Post Separation Cooperative Parenting Program (PSCPP)

The Post-separation Cooperative Parenting Program (PSCPP) is designed to encourage separating and separated parents to channel their energies towards the “best interests” of their children.

The services offers:

  1. Intake and assessment
  2. Individual counselling
  3. Group work program for parents
  4. Group work program for children
  5. Follow-up

Note: This program is closely linked to the Children’s Contact Service

Children’s Contact Service

The service provides a safe and nurturing environment for children to maintain contact with a parent who is no longer living with them. The service assists families where a history of conflict, stress, violence, abuse or parental separation may have impacted on a parent’s ability to achieve regular, safe and healthy contact for children.

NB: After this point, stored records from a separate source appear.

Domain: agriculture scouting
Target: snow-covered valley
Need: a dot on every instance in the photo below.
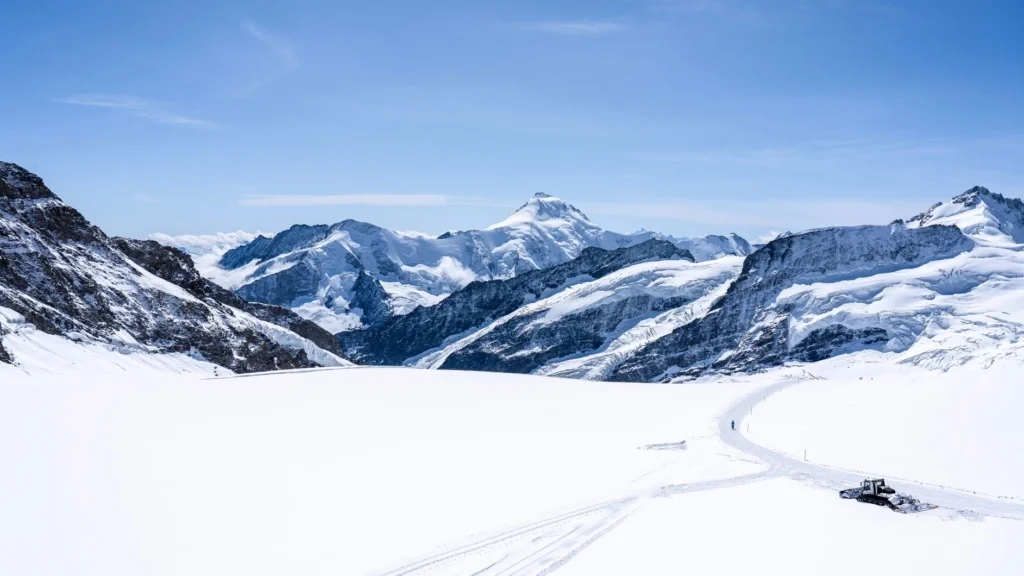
(389, 470)
(134, 443)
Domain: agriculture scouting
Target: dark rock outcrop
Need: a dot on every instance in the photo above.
(744, 330)
(175, 266)
(400, 338)
(66, 277)
(371, 299)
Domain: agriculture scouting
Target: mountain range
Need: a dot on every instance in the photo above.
(545, 291)
(353, 275)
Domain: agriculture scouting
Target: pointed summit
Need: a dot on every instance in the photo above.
(982, 214)
(547, 209)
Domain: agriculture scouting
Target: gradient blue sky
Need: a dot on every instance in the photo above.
(684, 116)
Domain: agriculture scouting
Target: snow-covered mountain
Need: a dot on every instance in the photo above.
(937, 291)
(943, 289)
(61, 276)
(401, 338)
(333, 275)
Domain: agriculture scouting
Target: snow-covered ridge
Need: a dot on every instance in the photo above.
(983, 215)
(312, 269)
(585, 330)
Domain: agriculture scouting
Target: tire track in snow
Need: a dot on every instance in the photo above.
(543, 546)
(835, 478)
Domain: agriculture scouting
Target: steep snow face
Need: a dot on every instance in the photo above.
(65, 277)
(313, 270)
(987, 217)
(401, 339)
(748, 329)
(711, 247)
(585, 331)
(207, 250)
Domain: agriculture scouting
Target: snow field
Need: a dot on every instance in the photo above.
(958, 428)
(328, 471)
(783, 527)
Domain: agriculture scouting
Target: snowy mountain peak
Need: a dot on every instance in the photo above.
(984, 215)
(544, 208)
(16, 182)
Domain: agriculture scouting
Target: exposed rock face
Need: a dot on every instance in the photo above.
(524, 344)
(370, 299)
(979, 213)
(314, 270)
(400, 338)
(177, 268)
(68, 278)
(745, 331)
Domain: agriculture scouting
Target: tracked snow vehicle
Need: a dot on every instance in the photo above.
(877, 492)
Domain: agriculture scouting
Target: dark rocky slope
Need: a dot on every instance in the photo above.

The program operates on weekends using the family room to provide:

  • supervised visits for up to two hours
  • supervised changeovers between conflicting parents.

During the week the program provides:

  • Intake and assessment
  • Individual counselling
  • Follow-up from weekend visits
  • Reports for the Family Court

Men and Family Relationships Service

This service aims to improve family functioning, safety and child wellbeing through counselling, group work and community programs. While the program has a focus on engaging and working with men, many of the programs include all family members.

The Men and Family Relationship Service offers a range of support services to men and their families through:

  • Counselling
  • Information and referral
  • Education groups
  • Community projects
  • Workplace initiatives
  • Information nights
  • Projects in schools

Some of the issues and challenges our service assists men and their families with include:

  • Family relationships
  • Parenting
  • Separation
  • Depression and anxiety, grief, loss and self-esteem issues.
  • Family violence
  • Step-parenting


The program aims to assist young people who are homeless, or at risk of homelessness, to improve their level of engagement with family, education, training, work and the community.

The primary focus of the Reconnect program is the provision of short-term personal and practical interventions based on counselling, mediation and practical problem resolution for the target group of families and young persons aged 12 to 18 years.

The service works closely with local and regional service networks, schools and school-related programs to encourage early detection and intervention practices, as well as increasing community capacity.

CAFS delivers this service from its Bacchus Marsh site.

Regional or Program wide roles

CAFS Principal Practitioner

Supports and consults across all programs regarding clinical practice and service delivery.

Family Services Alliance Strategic Advisor

The advisor provides support to the Central Highlands Family Services Alliance to build and enhance an integrated service response, referral pathway and strengthened collaboration in the Central Highlands region.

Family Violence Regional Strategic Advisor Central Highlands

The advisor provides support to the Central Highlands Integrated Family Violence Committee and the family violence sector (funded, Indigenous and non-funded) to build and enhance an integrated service response, referral pathway and strengthened collaboration addressing family violence in the Central Highlands/Western Division area. The position currently works closely with the RIC in the Wimmera and Central Grampians to deliver support across the whole of the Greater Grampians region.

HEAL Healing Equine Assisted Learning Program

HEAL (Healing Equine Assisted Learning) Program

The HEAL program is an experiential learning experience for children and adolescents aged 7 to 17 years old, whereby they interact with a small herd of horses in order to learn about themselves. The way a horse responds to a person depends on the emotional state of the person and thus can be a great ally in the healing process of young people struggling with issues such as childhood trauma, anxiety, anger management, low self-esteem, poor communication and interpersonal skills. The program is run through the EAGALA model with a strong therapeutic underpinning. The sessions can be either individual or group. Referrals are open to any member of the public to make on behalf of a child or young person. HEAL is a fee-for-service program.